Zita me demande où elle peut éteindre son tube de fumée. Sa bouche rouge m'indique d'ailleurs une combustion interne élevée. Il s'en échappe des sons que j'interprète comme un langage. Je saisis, dans son sifflement, qu'elle souhaite inverser sa transmutation. Elle a repéré le mot "friction" dans son fichier sur le massage et, justement, elle me communique qu'elle a des frictions avec la nourriture, frictions avec l'amour, frictions avec son âme, frictions avec son corps. Là-dessus, ces globes oculaires gonflent et s'inondent d'un liquide luminescent. Snif!
Une trop grande dépense d'E=Mc2 surchauffe les circuits et une douche d'H2O amorcerait bien la séance. Elle s'engloutit dans la salle de bain pour enlever sa tenue spatiale et son gréement. Cela me permet de compléter sa fiche et de démêler mon questionnaire qui me révèle que, jusqu'à maintenant, ça va pas pire, mais qu'après tout, ça va très mal ??? Une alarme intergalactique se fait entendre.

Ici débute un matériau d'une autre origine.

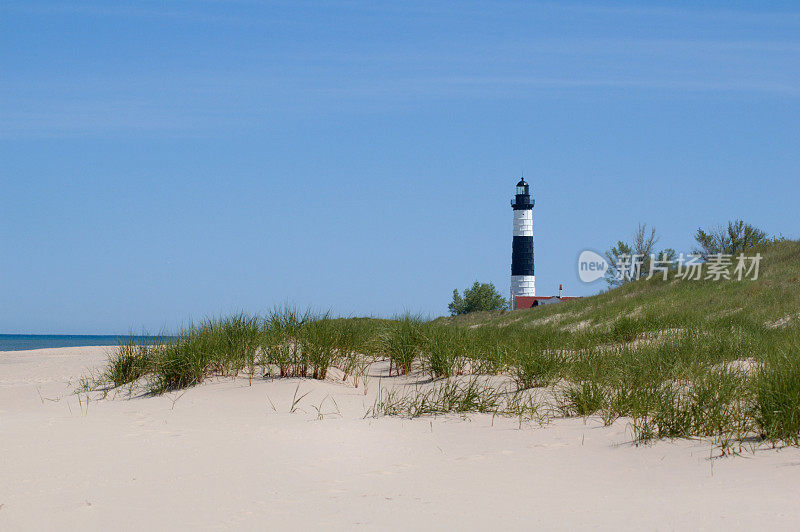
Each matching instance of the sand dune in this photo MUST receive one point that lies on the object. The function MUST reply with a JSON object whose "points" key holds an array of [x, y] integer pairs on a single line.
{"points": [[220, 456]]}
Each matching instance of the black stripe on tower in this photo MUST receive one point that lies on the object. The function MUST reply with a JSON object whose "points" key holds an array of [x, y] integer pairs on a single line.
{"points": [[522, 255]]}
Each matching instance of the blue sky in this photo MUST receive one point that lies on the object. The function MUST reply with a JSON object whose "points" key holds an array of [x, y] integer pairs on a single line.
{"points": [[166, 161]]}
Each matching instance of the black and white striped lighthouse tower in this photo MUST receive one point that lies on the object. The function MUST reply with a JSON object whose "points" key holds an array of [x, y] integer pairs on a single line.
{"points": [[522, 277]]}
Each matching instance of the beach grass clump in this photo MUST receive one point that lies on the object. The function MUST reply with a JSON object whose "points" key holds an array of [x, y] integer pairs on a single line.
{"points": [[581, 399], [475, 394], [402, 342], [130, 361], [777, 399], [535, 367], [443, 350]]}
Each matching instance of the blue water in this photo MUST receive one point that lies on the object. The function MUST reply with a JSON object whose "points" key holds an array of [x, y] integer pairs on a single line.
{"points": [[21, 342]]}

A-t-elle pris ma douche pour une cabine de télé transportation ? Un bruit de quincaillerie me fait sursauter. Elle a probablement échappé une pièce de son scaphandre. Ça remue, ça brasse puis enfin l'alarme cesse. Peut-être vient-elle de son téléphone cellulaire? Cependant des gloussements se confondent avec des gargarismes entrecoupés de farouches expectorations. Peut-être que l'eau n'est pas compatible avec son rayonnement électromagnétique ? Bloug.

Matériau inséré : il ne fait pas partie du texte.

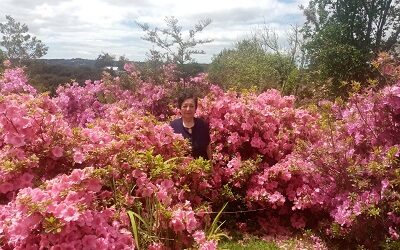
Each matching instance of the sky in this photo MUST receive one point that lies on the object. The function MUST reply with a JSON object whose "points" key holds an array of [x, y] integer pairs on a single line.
{"points": [[87, 28]]}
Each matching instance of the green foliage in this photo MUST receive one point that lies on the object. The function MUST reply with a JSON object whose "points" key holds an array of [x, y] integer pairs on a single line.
{"points": [[214, 232], [175, 48], [252, 244], [19, 45], [105, 60], [343, 36], [248, 65]]}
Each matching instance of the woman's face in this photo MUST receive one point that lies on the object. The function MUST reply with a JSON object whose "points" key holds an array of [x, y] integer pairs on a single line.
{"points": [[188, 108]]}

En matière de corps humain, je m'y connais, mais les androïdes ont quelquefois des composantes inattendues. Le décryptage d'un corps radioactif requiert une prudence certaine. Elle est donc étendue sans se couvrir sur la table comme si cela signifiait; irradiez mon corps, transmutez-moi. J'estime qu'elle a, à peu près, 134 ans, un siècle de trop consignerai-je plus tard ! En déposant mes mains sur son sacrum, se révèle à moi une créature inconnue. J'ai bien repéré quelques cicatrices, mais ce ne sont pas des implants bioniques. Sous mes yeux, j'observe la métamorphose de la couleur et de la texture de sa peau. Je constate d'abord qu'elle appartient bien à notre planète. Mes mains détectent les blocages. Je reconnais un cas de surmenage. Le cerveau aussi semble épuisé. Pschitt.
Deux mois plus tard, Zita m’envoie un courriel intergalactique.
Cher masseur,
J'ai beau œuvrer dans une autre galaxie, je prépare ma prochaine expédition dans la vôtre. J'ai un plaisir fou à opérer le clavier cette semaine. J'ai pris l'habitude d'écrire dans votre langage pour mettre des mots sur mes sensations. Puis tout à coup, je me suis dit que je vous devais bien quelques précisions, pour vos notes de bord. Je ne sais si c'est le massage qui m'ouvre les hublots, mais il est clair que je découvre un autre monde. La vie est chouette quand il s'agit de vos frictions. Ce mot me fait sourire maintenant. Il adoucit mes échecs, accompagne mon coeur affligé et me rappelle de modérer mes transports cosmiques. Je me rappelle soudain de lointains beaux souvenirs de tendresses et de divines odeurs. J'avoue être un enfant de la terre, et mes plus grands bonheurs sont de ressentir ce qui ressemble tant aux mains sécurisantes de mon père ou de jouer à être bercée comme un bébé, par ma maman. J'admets que mes grands malheurs étaient de garder mes distances et de ne pas trop manifester d'enthousiasme quand il s'agissait de mon bonheur personnel. Je comprends que mes sens ont un sens. J'ai envie de vivre, ma vie de
Chère Zita, bienvenue à bord. Vous n'êtes désormais plus un clone de la productivité. Ce que vous ressentez est une déprogrammation de la perception du regard des autres et de la performance. Vos prochaines excursions vous révéleront que vous pouvez, même, survivre au trop-plein d'affections et au trop-plein de frictions.